Investing.com - The yen weakened in Asia on Wednesday despite data showing as steady rise in wages.
USD/JPY traded at 113.65, up 0.04%, while AUD/USD changed hands at 0.8746, up 0.11%.
In Japan, September total average cash earnings data showed a 0.8% gain in September, a seventh straight gain.
China's HSBC October services PMI came in at 52.9 in October, down from 53.5 in September.
In Australia the AiG services index for October fell 1.8 points to 43.6, signaling weak sales and new orders heading into Christmas.
In New Zealand, the unemployment rate held steady at 5.4% as expected in the third quarter. with employment up 0.8%
At 1130 (0230 GMT), Bank of Japan Governor Haruhiko Kuroda is due to give a speech at a seminar hosted by Kyodo News in Tokyo.

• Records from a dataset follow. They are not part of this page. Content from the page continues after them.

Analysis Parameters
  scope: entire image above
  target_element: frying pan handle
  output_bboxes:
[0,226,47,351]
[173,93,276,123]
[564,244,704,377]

Overnight, less-than-stellar U.S. reports on factory orders and the country's trade balance weakened the dollar against most major currencies, ending several session of strong gains fueled by diverging global monetary policies.
U.S. factory orders fell for a second consecutive month in September, dampening optimism over the pace of U.S. recovery, official data revealed earlier.
The U.S. Census Bureau reported earlier that factory orders declined by 0.6% in September, in line with market expectations though still a decline nonetheless.
The August figure was revised to a 10% contraction from an initial 10.1% decline.
The numbers gave investors room to sell the greenback for profits, wiping out gains stemming from divergent monetary policies coupled with upbeat U.S. manufacturing, consumer sentiment and economic growth reports.
Elsewhere in the U.S., the Bureau of Economic Analysis said the country's trade deficit widened to $43.03 billion in September from $39.99 billion in August, whose figure was revised from a previously reported deficit of $40.1 billion.
Analysts had expected the U.S. trade gap to widen to $40.0 billion in September.
The single currency held well into positive territory despite downward revisions made to the continent's growth forecasts.
The European Commission cut its forecast for euro zone economic growth to 0.8% this year from a 1.2% forecast made in the spring, while the 2015 growth forecast dipped to 1.1% from 1.7%.
The commission added it expects euro area inflation to remain below the European Central Bank's target of close to but just below 2% until after 2016 at the earliest and warned that unemployment levels will remain at their current high levels for longer than previously expected.
The US dollar index, which tracks the performance of the greenback versus a basket of six other major currencies, was down 0.05% at 87.13.
On Wednesday, expect the dollar to move on U.S. service-sector data.